Separately, the UK Government has also published the BTOM risk categorisations and check rates for imports of live animals, products of animal origin (POAO) and animal by-products (ABPs) from the EU, Switzerland, Norway, Iceland, Liechtenstein, the Faroe Islands and Greenland to Great Britain. The inspection rate (percentage of times a product will be subject to identity and physical checks) depends on the risk category to which it is assigned, and is set out as follows:
- High risk commodities: will be inspected every time the product is imported (inspection rate 100%).
- Medium risk commodities: will be inspected at a rate between 1% and 30%.
- Low risk commodities: will not be subject to routine inspection, but they may be subject to non-routine or intelligence-led checks.

Further information on the inspection rates and associated requirements for the full range of products subject to SPS checks is available via; https://www.gov.uk/government/publications/risk-categories-for-animal-and-animal-product-imports-to-great-britain/target-operating-model-tom-risk-categories-for-animal-and-animal-product-imports-from-the-eu-to-great-britain
Importantly, checks on products entering Northern Ireland will be subject to the provisions of the Windsor Framework, which de-facto, permit Northern Ireland to continue to be part of the EU Single Market and Customs Union as regards agri-food goods. Accordingly, none of the additional checks or controls set out in the BTOM apply to imports into Northern Ireland from the EU.
For imports coming in from Ireland (i.e. Republic of Ireland), the Border Control Posts in Wales are under construction and are unlikely to be functional until the spring of 2025. Accordingly, the implementation of physical checks will be delayed until next year with a date to be confirmed.

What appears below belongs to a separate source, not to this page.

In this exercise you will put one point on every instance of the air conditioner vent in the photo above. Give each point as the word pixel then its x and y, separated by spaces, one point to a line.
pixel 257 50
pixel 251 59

In terms of the controls that have been introduced on April 30th, there have been some issues with key systems such as IPAFFS – the system used to manage the import of products subject to SPS controls. There have also been challenges with the extent of coordination between Defra and the HMRC on issues relating to the Automatic Licence Verification System (ALVS) – the system used to match customs and SPS documentation to a given vehicle. Whether these are just teething problems or will develop into longer-term issues remains to be seen.
Overall, it is crucial from a biosecurity perspective for the UK to have a fully-functioning border control system and that the gaps in the system following the UK’s departure from the EU are getting addressed. That said, such controls necessitate the imposition of friction at the border which means additional costs for businesses when importing from the EU. This will create some inflationary pressure and will likely lead to less choice for some agri-food products, particularly those supplied by small and medium-sized enterprises (SMEs).